I am currently reading Universes (1989) by John Leslie, Professor Emeritus of Philosophy at The University of Guelph, Ontario, Canada. The book, praised on the back cover by Antony Flew and Quentin Smith, discusses the issues surrounding the “fine-tuning” of the constants of nature, initial conditions, and even the forms of the laws of nature themselves to permit the existence of observers. I will not go into details of the fine-tuning here – readers are referred to “The Anthropic Cosmological Principle” by Barrow and Tipler.
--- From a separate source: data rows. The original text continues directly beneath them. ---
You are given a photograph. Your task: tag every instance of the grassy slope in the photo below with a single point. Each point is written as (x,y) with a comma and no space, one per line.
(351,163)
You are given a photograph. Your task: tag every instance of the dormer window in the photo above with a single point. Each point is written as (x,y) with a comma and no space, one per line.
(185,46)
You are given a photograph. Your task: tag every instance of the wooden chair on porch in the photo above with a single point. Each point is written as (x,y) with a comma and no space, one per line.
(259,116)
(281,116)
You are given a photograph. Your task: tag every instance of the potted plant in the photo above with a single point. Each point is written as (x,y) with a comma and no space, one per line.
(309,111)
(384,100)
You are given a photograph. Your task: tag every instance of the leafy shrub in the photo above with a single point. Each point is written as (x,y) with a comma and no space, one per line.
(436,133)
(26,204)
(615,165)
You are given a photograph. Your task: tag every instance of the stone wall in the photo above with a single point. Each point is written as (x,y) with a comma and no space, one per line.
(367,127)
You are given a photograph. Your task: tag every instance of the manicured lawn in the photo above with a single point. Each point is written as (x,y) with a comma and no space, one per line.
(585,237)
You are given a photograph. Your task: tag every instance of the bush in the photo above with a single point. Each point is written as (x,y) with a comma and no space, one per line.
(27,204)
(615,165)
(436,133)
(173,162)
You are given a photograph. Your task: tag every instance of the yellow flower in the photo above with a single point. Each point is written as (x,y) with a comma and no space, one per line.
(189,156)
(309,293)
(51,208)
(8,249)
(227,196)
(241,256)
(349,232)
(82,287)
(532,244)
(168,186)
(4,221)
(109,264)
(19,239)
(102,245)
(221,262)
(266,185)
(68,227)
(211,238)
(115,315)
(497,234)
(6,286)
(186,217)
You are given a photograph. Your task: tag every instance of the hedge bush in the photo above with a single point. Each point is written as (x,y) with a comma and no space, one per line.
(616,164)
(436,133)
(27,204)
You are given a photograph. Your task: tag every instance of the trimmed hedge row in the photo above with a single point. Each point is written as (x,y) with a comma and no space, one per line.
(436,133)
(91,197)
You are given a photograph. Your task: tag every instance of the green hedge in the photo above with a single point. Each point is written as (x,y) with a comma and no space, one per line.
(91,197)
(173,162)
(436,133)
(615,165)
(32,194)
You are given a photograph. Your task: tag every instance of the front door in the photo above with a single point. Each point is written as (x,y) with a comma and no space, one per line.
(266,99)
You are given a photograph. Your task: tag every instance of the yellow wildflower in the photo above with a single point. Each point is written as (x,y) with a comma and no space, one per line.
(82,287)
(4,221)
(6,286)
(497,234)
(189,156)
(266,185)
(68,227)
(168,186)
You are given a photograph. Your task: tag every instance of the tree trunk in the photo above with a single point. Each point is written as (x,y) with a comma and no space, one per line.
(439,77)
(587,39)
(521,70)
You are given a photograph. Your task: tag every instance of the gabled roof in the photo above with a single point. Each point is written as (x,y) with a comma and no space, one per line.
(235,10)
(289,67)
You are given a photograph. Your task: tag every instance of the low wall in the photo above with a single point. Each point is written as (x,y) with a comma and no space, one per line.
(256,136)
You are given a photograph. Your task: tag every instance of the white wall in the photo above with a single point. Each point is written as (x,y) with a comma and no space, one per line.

This is a huge and hugely controversial area and I don’t want to bite off more than I can chew. (Leslie: “The ways in which ‘anthropic’ reasoning can be misunderstood form a long and dreary list”). Instead, I want to consider a single point made by Leslie, in response to the following quote from M. Scriven’s “Primary Philosophy” (1966):
If the world exists at all, it has to have some properties. What happened is just one of the possibilities. If we decide to toss a die ten times, it is guaranteed that a particular one of the
possible combinations of ten throws is going to occur. Each is equally likely.
The argument is as follows: we cannot deduce anything interesting from the fine-tuning of the universe because the actual set of constants/initial conditions is just as likely as any other set. It is this claim (and this claim only) that I want to address, because I found Leslie’s treatment to be calling out for an example.